Shiller Says U.S. Stocks Could Go A Lot Higher Before They Fall
(Bloomberg) -- Near-record U.S. stocks still have scope to zoom to new highs, according to Robert Shiller, the Nobel laureate who’s famed for his analysis of asset-price bubbles and who last year warned that the market was over-priced.
“The stock market could get a lot higher before it comes down,” Shiller said in an interview with Bloomberg Television Thursday. “It’s highly priced, but it could get much more highly priced. It’s a risky market now.”
The comments are a contrast with increasing focus on gauging when the next bear market kicks in. Strategists at banks including Goldman Sachs Group Inc. and JPMorgan Chase & Co. have recently highlighted the dangers of an impact from the U.S.-China trade war.
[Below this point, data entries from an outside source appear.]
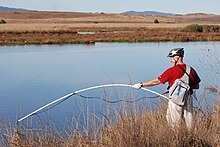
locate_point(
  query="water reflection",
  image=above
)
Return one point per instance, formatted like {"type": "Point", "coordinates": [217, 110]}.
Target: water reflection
{"type": "Point", "coordinates": [32, 76]}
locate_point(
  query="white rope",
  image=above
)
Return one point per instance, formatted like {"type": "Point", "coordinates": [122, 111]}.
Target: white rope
{"type": "Point", "coordinates": [86, 89]}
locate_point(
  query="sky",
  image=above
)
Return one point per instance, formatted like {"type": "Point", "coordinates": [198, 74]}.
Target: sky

Shiller’s focus instead is on President Donald Trump’s support for corporate America, which he says is driving sentiment and market strength. The S&P 500 Index has climbed almost 9 percent this year, with the total return to investors running at an annual rate of more than 14 percent. It closed Thursday less than 0.5 percent from its August record high.
“It has something to do with our president, who is an exceptionally business-oriented president and who wants to deregulate and favors lower taxes,” he said. “That has an effect on the market but it goes beyond the rational, logical effect -- it has something to do with our animal spirits. The U.S. is just doing great right now in terms of the strength of the economy and the stock market. That seems to be built around the Trump story at this point in history.”
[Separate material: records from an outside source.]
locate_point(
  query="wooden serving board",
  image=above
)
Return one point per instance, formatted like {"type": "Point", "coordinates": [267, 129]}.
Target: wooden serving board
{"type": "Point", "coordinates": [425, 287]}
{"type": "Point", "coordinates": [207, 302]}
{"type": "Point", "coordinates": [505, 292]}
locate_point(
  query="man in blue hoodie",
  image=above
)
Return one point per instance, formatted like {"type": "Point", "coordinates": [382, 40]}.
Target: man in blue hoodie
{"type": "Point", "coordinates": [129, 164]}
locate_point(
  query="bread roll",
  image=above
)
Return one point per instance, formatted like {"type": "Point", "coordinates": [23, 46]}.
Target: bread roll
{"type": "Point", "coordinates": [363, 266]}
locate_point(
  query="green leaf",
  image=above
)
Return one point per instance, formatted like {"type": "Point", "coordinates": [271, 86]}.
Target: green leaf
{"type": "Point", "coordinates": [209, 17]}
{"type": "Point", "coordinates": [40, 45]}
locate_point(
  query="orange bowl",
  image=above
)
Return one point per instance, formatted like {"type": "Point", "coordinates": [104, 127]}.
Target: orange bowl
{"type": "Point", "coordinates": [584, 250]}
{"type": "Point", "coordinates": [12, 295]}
Valuations may be among the most extreme in long-term history, but Shiller highlighted that they’re still well below the heady days of the technology boom at the turn of the century. The cyclically adjusted price-to-earnings ratio, which Shiller popularized to smooth out the effect of earnings over the longer run, currently sits at 33 times earnings. It reached as high as 44 in 2000, just before the dot-com crash.
Trading in S&P 500 Index futures pointed to a higher open Friday.
Early last year, Shiller had said that he had refrained from adding to his own U.S. stock positions and was emphasizing overseas markets instead. He did, though, note the temptation to jump in based on Trump’s proposals -- or the expectation of other investors to believe in his program.